Côté mobilier, les deux architectes d’intérieur avaient également un impératif : « Nous souhaitions que ce bar ait l’air ancien, sans avoir une allure de brocante. On a beaucoup cherché, mais impossible de trouver un lot de 96 chaises en skaï et chrome, c’est pourquoi nous avons dessiné des chaises sur mesure, tout comme les tables et les banquettes. » Autre élément fort du lieu, cette frise rouge et blanche qui vient cercler l’établissement : « Elle reprend un motif de volute de fumée qui danse tout le long de la pièce.

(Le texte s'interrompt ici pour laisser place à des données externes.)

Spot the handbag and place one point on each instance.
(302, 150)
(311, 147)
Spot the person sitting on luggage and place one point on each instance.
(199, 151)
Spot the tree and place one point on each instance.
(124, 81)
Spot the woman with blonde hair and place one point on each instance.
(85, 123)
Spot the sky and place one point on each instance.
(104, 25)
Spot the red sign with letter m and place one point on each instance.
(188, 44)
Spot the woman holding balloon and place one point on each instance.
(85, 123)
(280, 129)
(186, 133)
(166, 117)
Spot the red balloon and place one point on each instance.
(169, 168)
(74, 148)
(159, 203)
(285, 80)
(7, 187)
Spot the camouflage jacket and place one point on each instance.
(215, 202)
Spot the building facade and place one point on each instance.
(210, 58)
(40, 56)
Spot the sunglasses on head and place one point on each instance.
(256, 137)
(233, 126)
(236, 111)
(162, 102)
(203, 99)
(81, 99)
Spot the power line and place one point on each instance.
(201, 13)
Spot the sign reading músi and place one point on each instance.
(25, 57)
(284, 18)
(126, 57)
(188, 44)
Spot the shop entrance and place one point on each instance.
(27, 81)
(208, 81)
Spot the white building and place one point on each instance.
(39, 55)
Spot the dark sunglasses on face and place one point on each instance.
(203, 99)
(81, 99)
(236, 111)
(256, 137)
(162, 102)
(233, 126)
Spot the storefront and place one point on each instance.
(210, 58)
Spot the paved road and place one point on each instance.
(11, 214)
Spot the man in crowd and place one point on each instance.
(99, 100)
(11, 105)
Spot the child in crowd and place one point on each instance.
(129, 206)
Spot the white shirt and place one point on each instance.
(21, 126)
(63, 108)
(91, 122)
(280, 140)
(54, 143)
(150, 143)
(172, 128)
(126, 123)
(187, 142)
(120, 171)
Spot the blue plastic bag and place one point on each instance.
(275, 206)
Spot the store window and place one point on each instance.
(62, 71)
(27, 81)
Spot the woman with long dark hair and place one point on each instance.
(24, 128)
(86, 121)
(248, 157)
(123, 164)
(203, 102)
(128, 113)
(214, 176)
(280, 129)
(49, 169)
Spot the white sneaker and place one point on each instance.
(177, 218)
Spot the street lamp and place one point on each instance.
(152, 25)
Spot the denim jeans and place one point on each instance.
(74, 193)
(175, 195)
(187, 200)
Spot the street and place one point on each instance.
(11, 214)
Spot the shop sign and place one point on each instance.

Elle est importante car elle assoit le lieu. » Une coquetterie qui fait écho au plafond en laque et à cette courbe en néon. Une mosaïque vient habiller le sol, tandis qu’un bar, inspiré par « tous ces bars parisiens en formica », se pare de stratifié à effet travertin, bois ou laque. « Nous avons dessiné l’espace de manière très structurée, avec une vraie rigueur architecturale. On vient contrebalancer celle-ci avec de la courbe que l’on trouve dans le dossier des banquettes ou encore au plafond, avec le néon. » Un jeu subtil de contrastes afin de « donner à l’œil une impression de justesse ».

Mais revenons à table. Le menu se structure à travers deux propositions. D’abord, l’offre du semainier : « Le plat du jour change tous les jours, mais sera le même chaque semaine », explique Bertrand. Ainsi, tous les vendredis de l’été, Le Cornichon nous a réjoui avec son poisson pané et sa salade de chou blanc, et un financier à la fleur d’oranger au dessert. « C’est une offre très abordable avec un menu à 22 euros. Je prends vraiment plaisir à avoir des intitulés qui sont ultra terre à terre, vraiment comme à la cantine, avec “tomates farcies riz pilaf” et point. » Sans fausse modestie, celui qui est passé par le Grand Restaurant de Jean-François Piège puis chez David Toutain, avant de diriger les cuisines du Garance dans le 7e arrondissement, annonce sans détour : « On ne réinvente pas la tomate farcie, mais on la fait extrêmement bien. » Il explique,le sourire dans la voix : « Le but du jeu, le credo de l’établissement, c’est de bien faire les choses les plus simples, qui sont souvent les choses les plus compliquées. Avec ma cheffe exécutive, Hélène Rinck, qui était avec moi à Ferrandi, nous avons les mêmes bagages, et nous adorons faire ces plats classiques en les faisant de manière parfaite. »

Enfin, pour ce qui est de la carte, le chef la présente comme un jeu avec la cuisine traditionnelle et bourgeoise, à travers des plats comme la soupe au pistou ou un tournedos Rossini. Des menus d’été qui laissent leur place à une potée de choux et saucisse fumée réconfortante, une soupe de vermicelles, ou une assiette raclette pour le soir, suivie par une très régressive crème glacée banana split.